Me sonrojé, lucía tan galante que no me resistí y en lugar de dar un comentario idiota, como los que suelo hacer, asentí y posé mi mano sobre la de ella.

Sin lugar a dudas el libro si afectó mis modales.

A paso decidido fuimos abriéndonos camino.

Nos dirigimos hacia una mujer de tez clara y cabello negro azabache, enfundada en un elegante vestido verde esmeralda.

—Madre— hizo una ligera reverencia con la cabeza —deseo presentarte a alguien —para ese momento ya no estábamos tomadas de las manos —Su nombre es Summers, Anna Summers — después me dijo a mí —Summers, ella es mi madre, Ágnes Beaumont.

La elegante dama le dio un ligero golpe con un abanico de mano a Elsa en el hombro.

—Elsa, no necesitas ser tan formal, cariño, no me estás presentado a tu marido —una risa cantarina brotó de los labios de la mujer y Elsa se ruborizó un poco

Después la morena se dirigió a mí

—Hola, Anna, he escuchado de ti, por mi hija, es un gusto por fin conocerte, un día deberías venir a comer a casa —fui saludada con un beso en cada mejilla y un afectuoso abrazo

—El gusto es mio, señorita Beaumont

—Pero que simpática jovencita, no dejes que Elsa te contagie de esa forma rigida de dirigirse, puedes decirme tía Inés. —se sintió tan bien ser aceptada por su madre.

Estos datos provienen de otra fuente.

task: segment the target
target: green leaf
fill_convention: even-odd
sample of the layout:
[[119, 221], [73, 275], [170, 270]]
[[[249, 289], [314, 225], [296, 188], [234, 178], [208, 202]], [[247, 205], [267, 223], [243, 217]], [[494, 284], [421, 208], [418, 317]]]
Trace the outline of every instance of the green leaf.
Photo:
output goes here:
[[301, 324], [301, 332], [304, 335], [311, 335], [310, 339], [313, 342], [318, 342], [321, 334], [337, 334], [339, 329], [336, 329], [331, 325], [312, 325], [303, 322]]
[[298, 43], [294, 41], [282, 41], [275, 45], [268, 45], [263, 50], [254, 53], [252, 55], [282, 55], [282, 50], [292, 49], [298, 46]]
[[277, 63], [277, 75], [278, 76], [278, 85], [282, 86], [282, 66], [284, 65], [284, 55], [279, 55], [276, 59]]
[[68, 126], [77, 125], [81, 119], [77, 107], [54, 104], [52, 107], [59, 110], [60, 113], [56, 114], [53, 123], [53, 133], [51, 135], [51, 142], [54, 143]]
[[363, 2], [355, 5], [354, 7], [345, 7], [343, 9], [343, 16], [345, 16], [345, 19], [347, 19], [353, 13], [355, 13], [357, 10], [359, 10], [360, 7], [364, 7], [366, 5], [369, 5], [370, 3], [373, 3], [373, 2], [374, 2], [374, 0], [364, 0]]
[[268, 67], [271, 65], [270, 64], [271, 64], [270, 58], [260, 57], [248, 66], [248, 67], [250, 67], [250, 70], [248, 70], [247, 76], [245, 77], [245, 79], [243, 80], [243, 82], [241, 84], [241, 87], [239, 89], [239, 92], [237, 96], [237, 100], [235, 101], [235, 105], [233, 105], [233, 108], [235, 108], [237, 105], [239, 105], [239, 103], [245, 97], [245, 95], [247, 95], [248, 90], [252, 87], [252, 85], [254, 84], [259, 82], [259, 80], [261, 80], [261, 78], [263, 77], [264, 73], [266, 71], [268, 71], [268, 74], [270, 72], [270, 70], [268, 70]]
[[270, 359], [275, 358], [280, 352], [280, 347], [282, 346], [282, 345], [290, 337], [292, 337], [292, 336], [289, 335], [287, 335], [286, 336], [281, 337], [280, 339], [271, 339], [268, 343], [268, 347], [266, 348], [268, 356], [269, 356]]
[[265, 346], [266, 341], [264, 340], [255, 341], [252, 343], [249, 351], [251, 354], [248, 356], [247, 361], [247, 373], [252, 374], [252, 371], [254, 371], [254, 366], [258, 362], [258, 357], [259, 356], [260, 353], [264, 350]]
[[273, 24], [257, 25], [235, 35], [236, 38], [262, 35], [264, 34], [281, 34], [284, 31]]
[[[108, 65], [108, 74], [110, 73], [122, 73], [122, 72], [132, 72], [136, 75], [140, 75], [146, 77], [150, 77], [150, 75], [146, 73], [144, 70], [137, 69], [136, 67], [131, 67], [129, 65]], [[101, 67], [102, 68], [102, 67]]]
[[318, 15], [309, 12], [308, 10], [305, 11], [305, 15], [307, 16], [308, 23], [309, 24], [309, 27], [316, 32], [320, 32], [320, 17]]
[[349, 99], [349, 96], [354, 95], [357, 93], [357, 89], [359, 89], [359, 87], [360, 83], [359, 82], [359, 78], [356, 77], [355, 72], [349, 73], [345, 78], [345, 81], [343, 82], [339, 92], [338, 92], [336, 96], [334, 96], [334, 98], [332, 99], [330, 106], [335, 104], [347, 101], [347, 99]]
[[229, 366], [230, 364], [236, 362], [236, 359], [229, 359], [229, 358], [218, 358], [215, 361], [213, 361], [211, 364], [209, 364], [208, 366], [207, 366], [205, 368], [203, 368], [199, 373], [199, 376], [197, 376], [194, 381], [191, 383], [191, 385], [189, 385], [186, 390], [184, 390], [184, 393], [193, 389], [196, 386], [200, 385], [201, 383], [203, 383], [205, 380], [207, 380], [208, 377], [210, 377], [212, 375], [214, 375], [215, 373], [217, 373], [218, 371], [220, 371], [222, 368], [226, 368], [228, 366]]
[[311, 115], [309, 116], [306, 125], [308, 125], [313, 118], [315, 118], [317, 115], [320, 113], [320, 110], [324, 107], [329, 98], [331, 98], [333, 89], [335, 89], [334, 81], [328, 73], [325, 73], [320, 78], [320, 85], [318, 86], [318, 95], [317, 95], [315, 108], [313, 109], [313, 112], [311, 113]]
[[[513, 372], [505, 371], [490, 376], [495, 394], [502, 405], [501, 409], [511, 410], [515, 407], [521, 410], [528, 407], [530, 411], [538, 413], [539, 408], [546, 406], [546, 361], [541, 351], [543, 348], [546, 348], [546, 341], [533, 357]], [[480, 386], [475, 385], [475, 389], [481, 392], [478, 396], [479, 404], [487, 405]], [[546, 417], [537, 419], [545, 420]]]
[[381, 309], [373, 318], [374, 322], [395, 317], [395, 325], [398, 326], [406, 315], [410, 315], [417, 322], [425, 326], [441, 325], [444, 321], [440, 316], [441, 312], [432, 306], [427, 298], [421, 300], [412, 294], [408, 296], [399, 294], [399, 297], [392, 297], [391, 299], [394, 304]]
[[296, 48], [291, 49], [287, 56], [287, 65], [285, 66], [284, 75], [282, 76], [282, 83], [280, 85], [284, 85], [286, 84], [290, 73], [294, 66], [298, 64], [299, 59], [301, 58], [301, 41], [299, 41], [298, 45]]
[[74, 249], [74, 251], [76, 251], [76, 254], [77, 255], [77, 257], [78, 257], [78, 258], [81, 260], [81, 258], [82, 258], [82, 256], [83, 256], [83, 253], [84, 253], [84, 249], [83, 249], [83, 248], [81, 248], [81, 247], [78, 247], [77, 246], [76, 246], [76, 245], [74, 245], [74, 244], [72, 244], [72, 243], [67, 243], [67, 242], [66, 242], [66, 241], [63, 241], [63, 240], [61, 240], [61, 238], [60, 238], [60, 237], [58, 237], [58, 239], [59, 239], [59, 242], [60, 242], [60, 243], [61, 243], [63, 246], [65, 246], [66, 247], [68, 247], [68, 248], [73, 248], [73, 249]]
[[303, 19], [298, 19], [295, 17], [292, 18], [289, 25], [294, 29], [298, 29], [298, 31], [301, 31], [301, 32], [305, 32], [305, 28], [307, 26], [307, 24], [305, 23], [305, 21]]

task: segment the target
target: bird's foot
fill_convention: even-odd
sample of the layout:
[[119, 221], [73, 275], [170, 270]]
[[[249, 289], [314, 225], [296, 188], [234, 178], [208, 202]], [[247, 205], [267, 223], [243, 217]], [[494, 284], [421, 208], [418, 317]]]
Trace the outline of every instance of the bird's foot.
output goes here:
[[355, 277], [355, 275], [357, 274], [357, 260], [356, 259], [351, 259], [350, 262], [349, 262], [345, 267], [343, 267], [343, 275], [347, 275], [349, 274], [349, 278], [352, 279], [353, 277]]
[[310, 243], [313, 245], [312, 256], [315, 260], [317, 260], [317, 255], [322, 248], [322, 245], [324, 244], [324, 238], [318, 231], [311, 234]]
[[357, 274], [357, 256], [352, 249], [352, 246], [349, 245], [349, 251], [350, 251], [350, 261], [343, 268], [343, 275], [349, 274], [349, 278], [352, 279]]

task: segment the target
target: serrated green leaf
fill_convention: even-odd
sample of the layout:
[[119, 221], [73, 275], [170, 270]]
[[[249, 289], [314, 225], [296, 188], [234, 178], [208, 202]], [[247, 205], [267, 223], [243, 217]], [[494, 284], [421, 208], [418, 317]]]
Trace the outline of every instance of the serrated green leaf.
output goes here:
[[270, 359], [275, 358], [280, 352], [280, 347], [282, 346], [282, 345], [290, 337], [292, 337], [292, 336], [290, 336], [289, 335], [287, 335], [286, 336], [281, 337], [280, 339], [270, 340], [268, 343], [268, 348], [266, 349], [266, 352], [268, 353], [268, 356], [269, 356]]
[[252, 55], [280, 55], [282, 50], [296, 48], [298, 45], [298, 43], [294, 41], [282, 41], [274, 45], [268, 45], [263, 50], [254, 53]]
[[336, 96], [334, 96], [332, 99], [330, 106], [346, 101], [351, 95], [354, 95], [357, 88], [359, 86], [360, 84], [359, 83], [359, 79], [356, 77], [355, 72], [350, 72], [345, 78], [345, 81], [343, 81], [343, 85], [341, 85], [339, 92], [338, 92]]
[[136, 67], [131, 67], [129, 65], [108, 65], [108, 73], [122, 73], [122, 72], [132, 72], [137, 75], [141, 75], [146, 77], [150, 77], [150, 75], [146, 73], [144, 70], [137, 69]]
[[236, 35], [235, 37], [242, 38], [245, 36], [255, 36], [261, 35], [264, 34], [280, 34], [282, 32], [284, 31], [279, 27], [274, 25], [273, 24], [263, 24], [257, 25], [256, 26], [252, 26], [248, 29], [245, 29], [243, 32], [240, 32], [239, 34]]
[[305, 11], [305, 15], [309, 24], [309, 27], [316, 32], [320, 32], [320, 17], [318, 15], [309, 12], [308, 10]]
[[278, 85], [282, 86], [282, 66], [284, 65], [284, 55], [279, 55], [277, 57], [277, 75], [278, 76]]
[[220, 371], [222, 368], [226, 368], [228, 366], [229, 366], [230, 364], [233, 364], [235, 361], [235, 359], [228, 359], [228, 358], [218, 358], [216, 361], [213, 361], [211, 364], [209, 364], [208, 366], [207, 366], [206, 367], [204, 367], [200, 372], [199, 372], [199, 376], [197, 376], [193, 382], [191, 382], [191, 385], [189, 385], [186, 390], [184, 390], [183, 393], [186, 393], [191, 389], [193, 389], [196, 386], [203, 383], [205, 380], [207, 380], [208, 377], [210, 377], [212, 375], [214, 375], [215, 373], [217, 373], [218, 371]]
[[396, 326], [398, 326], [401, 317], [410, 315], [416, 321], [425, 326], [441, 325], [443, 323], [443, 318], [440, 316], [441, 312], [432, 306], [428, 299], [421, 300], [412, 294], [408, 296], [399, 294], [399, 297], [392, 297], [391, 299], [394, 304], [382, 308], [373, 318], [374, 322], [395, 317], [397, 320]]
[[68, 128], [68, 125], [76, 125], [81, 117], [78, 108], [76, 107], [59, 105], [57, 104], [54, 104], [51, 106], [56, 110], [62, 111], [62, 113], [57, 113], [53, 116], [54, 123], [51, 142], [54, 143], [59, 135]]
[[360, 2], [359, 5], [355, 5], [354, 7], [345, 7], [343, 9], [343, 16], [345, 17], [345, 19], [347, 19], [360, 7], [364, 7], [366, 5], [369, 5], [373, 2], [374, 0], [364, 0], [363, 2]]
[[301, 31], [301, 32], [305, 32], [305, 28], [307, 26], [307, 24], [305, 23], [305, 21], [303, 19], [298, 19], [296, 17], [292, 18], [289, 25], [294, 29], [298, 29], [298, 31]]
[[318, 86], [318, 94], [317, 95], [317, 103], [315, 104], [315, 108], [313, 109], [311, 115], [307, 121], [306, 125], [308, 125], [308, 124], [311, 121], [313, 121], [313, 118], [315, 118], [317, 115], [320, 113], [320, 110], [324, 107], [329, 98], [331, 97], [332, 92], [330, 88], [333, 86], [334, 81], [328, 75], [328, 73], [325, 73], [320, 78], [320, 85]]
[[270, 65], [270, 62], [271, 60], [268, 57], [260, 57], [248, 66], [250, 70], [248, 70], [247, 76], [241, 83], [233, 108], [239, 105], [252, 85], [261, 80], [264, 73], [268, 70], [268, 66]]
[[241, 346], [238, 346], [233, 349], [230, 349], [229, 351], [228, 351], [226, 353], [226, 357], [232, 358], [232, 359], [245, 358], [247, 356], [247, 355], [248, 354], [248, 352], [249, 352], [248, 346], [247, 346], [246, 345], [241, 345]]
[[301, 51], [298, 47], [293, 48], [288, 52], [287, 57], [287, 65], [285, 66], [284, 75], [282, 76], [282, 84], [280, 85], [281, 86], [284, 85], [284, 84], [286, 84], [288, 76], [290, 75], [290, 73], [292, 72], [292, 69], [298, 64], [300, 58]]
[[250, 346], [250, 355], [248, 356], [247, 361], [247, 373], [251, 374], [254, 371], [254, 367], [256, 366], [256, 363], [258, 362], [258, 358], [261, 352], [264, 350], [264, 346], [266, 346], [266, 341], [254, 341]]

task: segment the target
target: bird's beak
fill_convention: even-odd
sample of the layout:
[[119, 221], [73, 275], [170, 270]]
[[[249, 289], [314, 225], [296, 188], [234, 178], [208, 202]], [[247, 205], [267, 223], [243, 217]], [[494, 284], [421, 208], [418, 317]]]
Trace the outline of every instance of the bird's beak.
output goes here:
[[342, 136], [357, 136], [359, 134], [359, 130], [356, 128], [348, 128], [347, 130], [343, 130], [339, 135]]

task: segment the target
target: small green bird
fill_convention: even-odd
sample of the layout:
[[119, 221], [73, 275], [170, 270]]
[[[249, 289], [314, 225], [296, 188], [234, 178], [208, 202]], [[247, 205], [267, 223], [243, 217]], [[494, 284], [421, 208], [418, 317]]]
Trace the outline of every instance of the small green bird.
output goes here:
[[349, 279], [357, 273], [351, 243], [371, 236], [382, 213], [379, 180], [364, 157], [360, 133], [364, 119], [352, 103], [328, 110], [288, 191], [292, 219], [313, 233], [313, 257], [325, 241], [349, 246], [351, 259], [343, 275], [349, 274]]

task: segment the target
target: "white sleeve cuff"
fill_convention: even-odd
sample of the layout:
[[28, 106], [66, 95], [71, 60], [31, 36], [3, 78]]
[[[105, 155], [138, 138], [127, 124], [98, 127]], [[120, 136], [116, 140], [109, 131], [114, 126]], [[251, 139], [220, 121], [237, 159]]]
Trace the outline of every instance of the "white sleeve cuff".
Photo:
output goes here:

—Te aseguro que Anna no es como yo mamá, estoy aprendiendo mucho de ella— intervino Elsa antes de que yo pudiera rebatir algo

—Me da gusto escuchar eso, hija —la morena le acunó el rostro a la rubia y le sonrió

—El gusto es todo mío, tía —ya me sentía mas relajada, sin la tensión que me invadió al ver a tan imponente mujer, en efecto madre e hija, la fruta no cae lejos del árbol como bien dicen, verlas a la distancia era como ver a la reina de Francia junto a la princesa, de ahí entendí porque era tan buena en francés.

—Es hora de que escolte a Anna con sus padres, ya casi es hora de irnos, no lo olvides

—Si mamá —dijo a modo de broma la morena —en verdad un gusto Anna, gracias por cuidar de mi Elsa, espero nos veamos pronto

—Es más lo que ella me cuida a mi que lo que he hecho yo —me rasqué la cabeza nerviosa y me encogí de hombros un poco — però tenga por seguro que Elsa no se librará de mí tan fácil —me apoyé en su hombro afectando su perfecta postura y ambas comenzamos a reír.

Mientras buscábamos a mis padres Elsa comenzó la conversación.

—Disculpa a mi madre

—¿Eh? ¿Por qué? —me extrañó

—Ella no suele ser así de abierta y expresiva, bueno si lo es más que yo, pero raras veces le agradan mis amistades

—¿Me estás diciendo que ya me gané a mami suegra? —intentaba aligerar el ambiente

Elsa comenzó a reír con autenticidad —Si, así es, mientras yo ya estoy sentenciada con papi suegro —señaló con sorna

—Cállate —le Golpeé el hombro

—Oye... —se masajeó con exageración —¿ahora por qué todos me golpean?

—Tú te lo buscas tonta —ella sólo rodó los ojos

Al divisar a mis padres me despedí de ella, no sin antes mencionarle que aún debiamos hablar sobre el libro, noté un destello de melancolía en sus ojos, pero sólo asintió, sin más palabras nos despedimos.

En cuanto me reuní con mis padres nos tomamos fotografías y fuimos a un buffet de todo lo que puedas comer por 8€.